First of all, please stop wasting precious db storage by repeating "with all due respect" :P If you cannot free your mind in a discussion, what's the point of it?

You should distinguish between a "correct" and "optimized" driver here. There are several shades of gray between a broken and a perfect driver. It's quite reasonable that driver authors assume the application programmers know about the cost of state changes and don't want the driver to waste CPU cycles on checking whether a state change can be skipped or not. (i.e. assuming there's 100 state changes per frame and none of them can be skipped the driver does 100 unnecessary comparisons. If you would give me a choice, I'd prefer the driver that does not assume me being lazy.)

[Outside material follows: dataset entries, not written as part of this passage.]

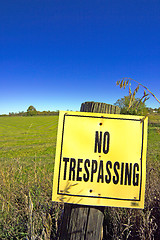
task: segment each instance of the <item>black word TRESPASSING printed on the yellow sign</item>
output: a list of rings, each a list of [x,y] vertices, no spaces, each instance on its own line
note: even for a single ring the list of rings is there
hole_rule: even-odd
[[[139,185],[138,163],[104,162],[103,160],[63,157],[63,180]]]

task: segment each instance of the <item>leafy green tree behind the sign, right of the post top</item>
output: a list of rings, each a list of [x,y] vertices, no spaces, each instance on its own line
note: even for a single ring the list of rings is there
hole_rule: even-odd
[[[132,115],[146,115],[147,108],[145,103],[141,102],[137,106],[137,102],[139,102],[139,98],[135,98],[133,101],[132,107],[129,108],[130,104],[130,96],[124,96],[121,99],[118,99],[114,105],[121,108],[122,114],[132,114]],[[135,103],[135,104],[134,104]]]

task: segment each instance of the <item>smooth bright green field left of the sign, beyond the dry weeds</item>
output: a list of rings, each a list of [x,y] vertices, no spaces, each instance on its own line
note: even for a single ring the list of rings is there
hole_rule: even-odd
[[[54,156],[58,116],[1,117],[0,158]]]

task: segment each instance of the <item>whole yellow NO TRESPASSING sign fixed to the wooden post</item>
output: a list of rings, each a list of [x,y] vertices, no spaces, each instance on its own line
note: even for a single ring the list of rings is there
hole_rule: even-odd
[[[60,111],[52,200],[144,208],[148,119]]]

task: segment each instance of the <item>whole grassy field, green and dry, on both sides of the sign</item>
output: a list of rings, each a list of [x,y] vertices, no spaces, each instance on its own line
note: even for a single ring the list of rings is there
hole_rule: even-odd
[[[110,208],[109,239],[160,237],[159,123],[150,117],[145,209]],[[58,116],[0,117],[0,239],[56,239],[63,208],[51,201],[57,125]]]

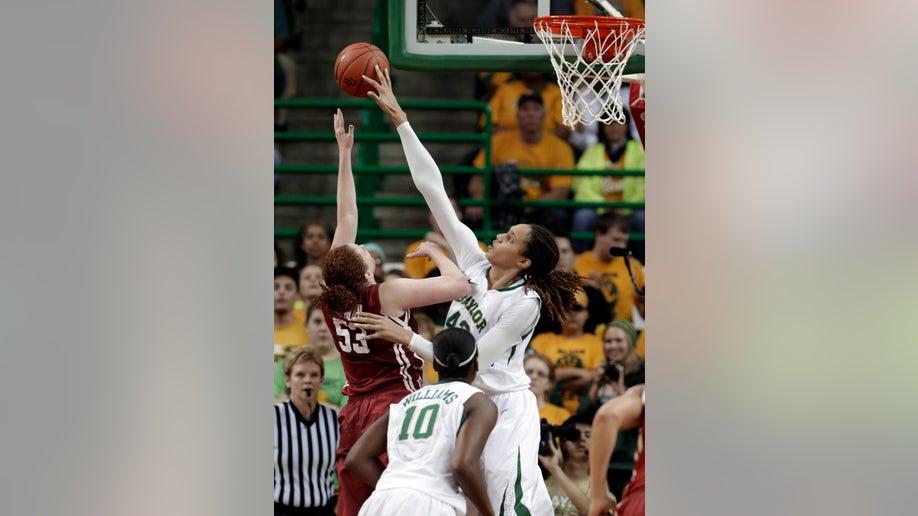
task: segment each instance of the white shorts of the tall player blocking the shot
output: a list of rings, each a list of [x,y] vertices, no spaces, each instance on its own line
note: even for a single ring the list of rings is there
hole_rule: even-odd
[[[535,395],[525,390],[490,398],[497,405],[497,424],[481,453],[481,463],[494,514],[525,514],[519,510],[525,507],[532,516],[552,516],[551,498],[539,470]]]

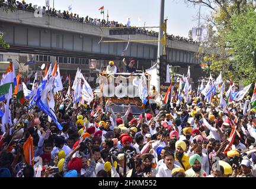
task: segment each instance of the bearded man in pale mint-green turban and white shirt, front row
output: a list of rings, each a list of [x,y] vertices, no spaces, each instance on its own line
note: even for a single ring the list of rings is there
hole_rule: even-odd
[[[206,177],[206,172],[201,170],[201,157],[194,154],[189,158],[191,168],[185,171],[185,177]]]

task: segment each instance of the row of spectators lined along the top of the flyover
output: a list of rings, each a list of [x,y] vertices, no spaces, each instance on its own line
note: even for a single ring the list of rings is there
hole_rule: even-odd
[[[17,8],[20,10],[24,11],[30,11],[34,12],[36,11],[37,7],[33,6],[31,3],[27,4],[24,0],[22,2],[16,1],[15,0],[8,0],[5,2],[4,0],[0,1],[0,7],[1,6],[7,6],[8,8]],[[90,18],[90,17],[81,17],[78,14],[73,14],[72,12],[69,11],[57,11],[55,8],[49,8],[49,10],[46,8],[46,6],[43,6],[42,9],[42,14],[43,15],[50,15],[52,17],[58,17],[58,18],[63,18],[63,19],[71,19],[72,21],[77,21],[77,22],[82,22],[82,23],[87,23],[87,24],[93,24],[97,25],[99,27],[130,27],[130,25],[127,24],[121,24],[117,21],[108,21],[105,19],[98,19],[98,18]],[[158,32],[153,31],[153,30],[146,30],[146,28],[137,28],[136,32],[139,34],[145,34],[145,35],[150,35],[154,37],[158,37]],[[168,40],[172,41],[182,41],[185,43],[192,43],[194,44],[195,41],[193,41],[192,38],[185,38],[181,37],[179,35],[167,35]]]

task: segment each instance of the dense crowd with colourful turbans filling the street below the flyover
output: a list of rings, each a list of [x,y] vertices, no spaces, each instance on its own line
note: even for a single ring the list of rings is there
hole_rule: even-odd
[[[256,176],[256,110],[245,108],[249,96],[222,110],[219,94],[207,102],[192,90],[189,100],[157,103],[158,94],[149,89],[135,116],[131,105],[114,113],[111,99],[96,93],[90,103],[73,101],[75,92],[64,87],[54,95],[57,122],[13,96],[12,124],[2,125],[0,114],[0,177]]]

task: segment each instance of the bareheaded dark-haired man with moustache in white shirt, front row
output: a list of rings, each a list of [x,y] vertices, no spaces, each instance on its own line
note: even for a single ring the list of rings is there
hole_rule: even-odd
[[[156,177],[172,177],[172,170],[174,168],[180,168],[180,166],[175,165],[175,157],[171,151],[164,152],[164,164],[160,165],[158,168],[158,173]]]

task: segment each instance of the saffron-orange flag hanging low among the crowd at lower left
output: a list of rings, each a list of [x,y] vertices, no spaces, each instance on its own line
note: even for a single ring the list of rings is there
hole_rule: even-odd
[[[27,164],[34,166],[34,145],[33,137],[31,135],[23,145],[23,153]]]

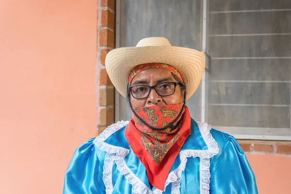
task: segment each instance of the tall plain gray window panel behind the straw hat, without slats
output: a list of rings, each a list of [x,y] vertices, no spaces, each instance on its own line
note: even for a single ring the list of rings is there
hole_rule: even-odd
[[[163,36],[172,46],[201,50],[201,7],[200,0],[122,0],[119,46],[134,47],[142,38]],[[196,120],[201,120],[200,88],[186,102]],[[119,120],[129,120],[126,100],[120,96],[117,104]]]

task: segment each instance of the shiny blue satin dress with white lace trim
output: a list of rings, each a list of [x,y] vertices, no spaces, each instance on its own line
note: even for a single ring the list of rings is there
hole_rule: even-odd
[[[165,189],[151,189],[145,166],[125,138],[127,123],[113,124],[76,150],[63,194],[258,194],[254,173],[235,138],[194,120]]]

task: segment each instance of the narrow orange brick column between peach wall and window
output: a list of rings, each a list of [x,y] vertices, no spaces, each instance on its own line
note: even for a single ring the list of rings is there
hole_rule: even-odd
[[[105,57],[115,47],[115,0],[97,0],[98,134],[114,122],[114,87],[105,69]]]

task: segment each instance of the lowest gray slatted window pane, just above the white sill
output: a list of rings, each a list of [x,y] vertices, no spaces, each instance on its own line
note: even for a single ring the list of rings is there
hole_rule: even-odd
[[[290,128],[290,107],[209,106],[212,126]]]

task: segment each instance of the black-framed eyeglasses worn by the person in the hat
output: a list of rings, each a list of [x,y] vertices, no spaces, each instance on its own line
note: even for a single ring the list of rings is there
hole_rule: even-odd
[[[163,82],[157,85],[135,85],[130,86],[129,91],[132,97],[136,99],[142,99],[149,96],[151,89],[155,89],[156,93],[161,97],[171,96],[175,93],[178,82]]]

I tend to agree that with DX10 GPUs it's getting less important to optimize your rendering, they have become so powerful that it's close to impossible that shaders become the bottleneck. In 2010 you can most likely not buy any graphics card that doesn't support DX10 anymore. But I also think it's not in vain looking at the past and learn from other people's mistakes|experiences. We have been warned, and it's always a good idea to listen when the Gurus at opengl.org share wisdom. (listen != accept as absolute truth)

Please note that the approach I'm suggesting is probably not the best solution either, but it works for me and so far I can recommend it.

haymo's picture

With all due respect, I see your point :) And somehow I follow your argumentation. In general it - of course - would be nice, if there would be a switch for the driver (i.e. in the OpenGL spec) to enable/disable state tracking. And yes, the application logic is able to optimize better than any driver optimization due to more specific pre-knowledge of the primitives states.
But in the case of OpenTK - where each state change introduces a context switch from managed to unmanaged part - I suspect a potential performance gain even if there was only one call preserved. [feeling] It costs much more than 100 unnecessary comparisons. [/feeling]

Kamujin's picture

With all due respect, DB storage is cheap. (Sorry, I couldn't resist )

the Fiddler's picture

But in the case of OpenTK - where each state change introduces a context switch from managed to unmanaged part - I suspect a potential performance gain even if there was only one call preserved.
The pinvoke cost in OpenTK is ~20ns per call (even less on Mono/Linux), so while more than a comparison it's not that bad either. (Yes, this can probably be reduced by generating the bindings in raw IL, but there's no point right now).

In any case, some high-level state tracking at the application level is desirable. You more or less know your game objects, so it's possible to render them in a way that reduces state changes. This is much more difficult to do at the library level: as long as the user can access the raw API, the library must assume that state may change between any two library calls, so you either code defensively (poor performance) or you forbid access to the API. The new Direct State Access extension is supposed to solve this problem and is probably the direction OpenGL will be taking in GL3.1+.

haymo's picture

The pinvoke cost in OpenTK is ~20ns per call (even less on Mono/Linux)
Good to know. (Btw:how did you measure it?)

Somehow I still think, the best place for a state tracking imlementation is the lowest possible level - here: OpenTK layer. This at least seems reasonable in my case of doing library development. It would be easy to implement a switch in case it is not needed. And there would be no reason to prohibit access to the OpenTK interface than. But if it is not on the roadmap, I'll see, whether I can achieve it myself. Let me know, if you are interested in the results. (Will only change the parts I need though.)